Why don't you answer the (my) question in the math Q&A topic in the general math section, then you could post this as a problem.

 

that is the formula for e approximation. i did that in programming, but not approaching infinity, it should be real number.. i might be wrong.

 

the series is just e^n- s, where s is the partial sum of formal power series e^n truncated when i=n

so the limit becomes
lim n-> inf
1-e^{-n)*s

s goes to e^{n} and the whole thing goes to zero...?

 

Yea i get the same answer as tim, The whole thing goes to zero.

Edit: Working-

[tex]\lim_{n\to\infty}e^{-n}\sum_{i=n}^{\infty}\frac{n^i}{i!}[/tex]

[tex]\lim_{n\to\infty}e^{-n}(e^n - \sum_{i=0}^n \frac{x^n}{n!})[/tex]

[tex]\lim_{n\to\infty}(1 - \frac{\sum_{i=0}^n \frac{x^n}{n!}}{e^n})[/tex]

[tex]1 - \frac{\lim_{n\to\infty}\sum_{i=0}^n \frac{x^n}{n!}}{\lim_{n\to\infty} e^n}[/tex]

[tex]1 - \frac{\sum_{n=0}^{\infty} \frac{x^n}{n!}}{e^n}[/tex]

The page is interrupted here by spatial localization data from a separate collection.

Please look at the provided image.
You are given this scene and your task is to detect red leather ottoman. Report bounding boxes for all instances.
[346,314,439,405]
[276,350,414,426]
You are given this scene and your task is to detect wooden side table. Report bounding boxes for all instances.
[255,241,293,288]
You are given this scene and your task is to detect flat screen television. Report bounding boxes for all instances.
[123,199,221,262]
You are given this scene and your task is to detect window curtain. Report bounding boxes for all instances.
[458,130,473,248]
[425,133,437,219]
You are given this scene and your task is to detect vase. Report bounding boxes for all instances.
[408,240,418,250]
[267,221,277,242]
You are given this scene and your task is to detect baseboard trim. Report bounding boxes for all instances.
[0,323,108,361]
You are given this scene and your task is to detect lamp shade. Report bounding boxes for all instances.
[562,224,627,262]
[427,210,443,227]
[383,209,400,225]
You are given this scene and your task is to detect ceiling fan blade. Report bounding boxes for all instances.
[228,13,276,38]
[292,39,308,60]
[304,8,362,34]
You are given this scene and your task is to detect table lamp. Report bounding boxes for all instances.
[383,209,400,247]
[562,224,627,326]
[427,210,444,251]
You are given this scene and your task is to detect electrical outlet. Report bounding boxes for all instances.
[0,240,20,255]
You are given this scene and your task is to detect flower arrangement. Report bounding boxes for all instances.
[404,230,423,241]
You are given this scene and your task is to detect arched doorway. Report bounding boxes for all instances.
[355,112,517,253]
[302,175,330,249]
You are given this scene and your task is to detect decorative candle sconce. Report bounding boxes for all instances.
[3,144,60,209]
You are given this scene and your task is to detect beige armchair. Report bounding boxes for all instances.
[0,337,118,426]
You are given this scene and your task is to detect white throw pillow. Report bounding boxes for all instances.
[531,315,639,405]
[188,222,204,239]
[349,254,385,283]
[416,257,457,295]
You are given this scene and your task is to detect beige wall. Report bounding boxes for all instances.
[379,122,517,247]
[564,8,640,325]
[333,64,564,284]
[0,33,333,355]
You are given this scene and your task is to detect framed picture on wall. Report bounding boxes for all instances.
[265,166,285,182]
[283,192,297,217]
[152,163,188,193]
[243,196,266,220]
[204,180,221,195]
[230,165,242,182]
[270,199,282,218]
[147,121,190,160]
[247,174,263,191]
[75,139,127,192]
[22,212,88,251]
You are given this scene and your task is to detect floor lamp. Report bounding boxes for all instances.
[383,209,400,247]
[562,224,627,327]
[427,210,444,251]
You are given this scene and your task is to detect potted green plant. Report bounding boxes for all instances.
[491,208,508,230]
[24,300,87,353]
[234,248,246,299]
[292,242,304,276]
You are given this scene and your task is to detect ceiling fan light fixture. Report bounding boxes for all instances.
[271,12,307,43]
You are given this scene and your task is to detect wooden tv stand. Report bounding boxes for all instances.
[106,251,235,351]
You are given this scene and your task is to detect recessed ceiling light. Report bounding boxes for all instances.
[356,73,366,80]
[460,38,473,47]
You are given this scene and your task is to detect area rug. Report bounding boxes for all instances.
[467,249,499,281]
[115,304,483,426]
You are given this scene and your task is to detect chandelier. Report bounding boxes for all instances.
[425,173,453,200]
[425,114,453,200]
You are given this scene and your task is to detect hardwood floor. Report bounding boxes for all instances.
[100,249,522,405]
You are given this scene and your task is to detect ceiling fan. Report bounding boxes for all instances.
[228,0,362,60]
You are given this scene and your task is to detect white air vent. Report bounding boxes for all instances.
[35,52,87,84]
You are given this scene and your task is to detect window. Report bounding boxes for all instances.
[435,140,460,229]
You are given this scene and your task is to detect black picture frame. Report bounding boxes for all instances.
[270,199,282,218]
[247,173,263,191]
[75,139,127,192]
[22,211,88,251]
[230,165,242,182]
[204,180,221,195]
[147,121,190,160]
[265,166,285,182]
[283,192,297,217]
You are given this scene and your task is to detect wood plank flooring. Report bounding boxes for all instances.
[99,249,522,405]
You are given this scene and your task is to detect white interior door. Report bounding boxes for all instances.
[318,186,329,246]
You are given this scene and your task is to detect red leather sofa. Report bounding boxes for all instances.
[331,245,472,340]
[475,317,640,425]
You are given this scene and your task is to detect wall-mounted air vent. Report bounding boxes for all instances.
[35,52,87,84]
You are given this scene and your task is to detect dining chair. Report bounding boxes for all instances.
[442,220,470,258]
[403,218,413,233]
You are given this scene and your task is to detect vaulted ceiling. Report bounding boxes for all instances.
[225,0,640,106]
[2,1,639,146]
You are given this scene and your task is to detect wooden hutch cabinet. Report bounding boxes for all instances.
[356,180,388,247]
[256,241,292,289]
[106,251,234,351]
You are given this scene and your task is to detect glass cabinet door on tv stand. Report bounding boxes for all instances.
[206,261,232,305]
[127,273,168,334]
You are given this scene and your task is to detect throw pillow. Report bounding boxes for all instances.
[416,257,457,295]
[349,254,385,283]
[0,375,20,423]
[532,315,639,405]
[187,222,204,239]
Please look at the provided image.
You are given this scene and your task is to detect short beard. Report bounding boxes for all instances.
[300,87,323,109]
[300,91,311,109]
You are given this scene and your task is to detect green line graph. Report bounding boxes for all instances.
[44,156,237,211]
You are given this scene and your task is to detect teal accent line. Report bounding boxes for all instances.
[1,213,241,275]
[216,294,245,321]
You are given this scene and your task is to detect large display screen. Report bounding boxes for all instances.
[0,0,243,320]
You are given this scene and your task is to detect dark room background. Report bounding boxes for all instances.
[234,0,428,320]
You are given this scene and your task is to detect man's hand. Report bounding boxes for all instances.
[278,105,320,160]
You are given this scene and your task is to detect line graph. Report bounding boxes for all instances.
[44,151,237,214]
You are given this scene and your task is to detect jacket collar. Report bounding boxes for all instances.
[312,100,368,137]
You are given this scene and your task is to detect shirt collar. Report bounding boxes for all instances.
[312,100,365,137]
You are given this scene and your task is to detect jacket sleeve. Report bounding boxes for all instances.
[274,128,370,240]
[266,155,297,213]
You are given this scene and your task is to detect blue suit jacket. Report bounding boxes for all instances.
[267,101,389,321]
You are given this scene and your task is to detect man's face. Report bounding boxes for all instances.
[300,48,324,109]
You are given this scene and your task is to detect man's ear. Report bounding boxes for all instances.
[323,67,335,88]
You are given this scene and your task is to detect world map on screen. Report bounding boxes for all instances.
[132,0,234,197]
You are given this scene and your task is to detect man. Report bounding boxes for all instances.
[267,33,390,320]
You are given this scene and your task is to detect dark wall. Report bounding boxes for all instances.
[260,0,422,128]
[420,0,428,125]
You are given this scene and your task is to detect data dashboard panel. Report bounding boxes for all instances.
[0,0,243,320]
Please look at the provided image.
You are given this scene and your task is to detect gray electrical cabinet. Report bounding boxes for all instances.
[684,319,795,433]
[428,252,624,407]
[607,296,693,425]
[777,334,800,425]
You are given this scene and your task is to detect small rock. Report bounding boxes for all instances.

[tex]1 - \frac{e^n}{e^n}[/tex]

Which is zero. I think i included enough obvious steps for everyone to follow :)

 

if you graph this, this equation the domain is approximately (-inf, inf), while its range is the same which is infinity. ziox is right it's not zero, but if you take n as real number the equation solves the e approximation in e^n.

 

First correction
[tex]\lim_{n\to\infty}e^{-n}\sum_{i=n}^{\infty}\frac{n^i}{i!}[/tex]

[tex]\lim_{n\to\infty}e^{-n}(e^n - \sum_{i=0}^{n-1} \frac{n^i}{i!})[/tex]

 

By the way, is the limit = 0.5 = P[Z>0], Z~N(0,1).